Computer engineering professor Sylvain Martel at Polytechnique Montréal and colleagues are seeking better delivery mechanisms for cancer drugs, which today are often given systemically, such as chemotherapy, causing adverse side effects in many patients. Even more targeted treatments, such as radiation, can harm nearby healthy tissue. Thus delivery of cancer-killing drugs directly to tumors is an unmet medial need.

One of the main obstacles to more precise delivery of drugs is the intense activity of cancer cells that depletes oxygen from the immediate tumor region, and makes tumors resistant to many therapies. The system designed and tested by the research team harnesses bacteria with an ability to penetrate these low-oxygen zones, and carry cancer-killing drugs directly to their targets.

The microbes in this case are a strain of Magnetococcus marinus bacteria with the unusual ability to respond to magnetic forces, a result of mineral crystals in their outer membranes that enable the organisms to naturally position along the Earth’s geomagnetic field. The team added chains of iron oxide nanocrystals to the bacteria to bolster their magnetic response. Another feature of these bacteria is their affinity for low-oxygen environments, which helps target the tumors.

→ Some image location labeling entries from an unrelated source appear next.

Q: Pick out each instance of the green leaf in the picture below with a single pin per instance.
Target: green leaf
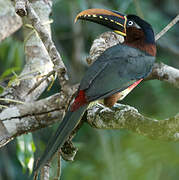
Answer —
(25, 151)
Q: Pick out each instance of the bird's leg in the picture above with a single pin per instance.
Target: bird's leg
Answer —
(111, 100)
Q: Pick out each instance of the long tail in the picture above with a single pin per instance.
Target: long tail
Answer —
(64, 130)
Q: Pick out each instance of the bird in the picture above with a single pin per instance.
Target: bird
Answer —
(115, 73)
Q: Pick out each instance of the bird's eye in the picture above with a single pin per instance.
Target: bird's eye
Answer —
(130, 23)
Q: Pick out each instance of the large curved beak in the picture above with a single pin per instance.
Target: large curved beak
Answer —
(111, 19)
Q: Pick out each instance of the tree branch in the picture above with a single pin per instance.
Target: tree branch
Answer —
(9, 22)
(59, 66)
(31, 116)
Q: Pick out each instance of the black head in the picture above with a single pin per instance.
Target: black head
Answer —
(137, 22)
(119, 22)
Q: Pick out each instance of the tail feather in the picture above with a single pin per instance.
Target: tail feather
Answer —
(63, 132)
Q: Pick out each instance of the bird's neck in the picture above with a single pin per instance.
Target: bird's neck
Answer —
(141, 40)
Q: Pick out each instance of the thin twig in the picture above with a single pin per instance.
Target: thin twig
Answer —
(171, 24)
(40, 82)
(20, 7)
(48, 43)
(59, 164)
(12, 100)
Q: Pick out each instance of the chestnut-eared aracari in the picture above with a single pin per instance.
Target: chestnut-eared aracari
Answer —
(113, 75)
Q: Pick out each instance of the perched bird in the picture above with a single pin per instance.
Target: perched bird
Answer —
(113, 75)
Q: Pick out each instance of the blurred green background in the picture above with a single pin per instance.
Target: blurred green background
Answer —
(103, 154)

In their paper, researchers engineered the bacteria further to carry cancer drugs in nanoscale lipid, or natural oil, containers, with some 70 of these tiny containers attached to each organism. The modified bacteria were then injected in lab mice grafted with human colon cancer cells near the site of the tumors, and guided by an external magnetic field. The results show 55 percent of the engineered bacteria penetrated inside the low-oxygen regions of the tumors.

“These legions of nanorobotic agents were actually composed of more than 100 million flagellated bacteria,” says Martel in a Polytechnique Montréal statement, “and loaded with drugs that moved by taking the most direct path between the drug’s injection point and the area of the body to cure. The drug’s propelling force was enough to travel efficiently and enter deep inside the tumors.”

For Martel’s group, however, these findings are one step in the direction of a more advanced technology. “This innovative use of nanotransporters,” adds Martel, “will have an impact not only on creating more advanced engineering concepts and original intervention methods, but it also throws the door wide open to the synthesis of new vehicles for therapeutic, imaging and diagnostic agents.”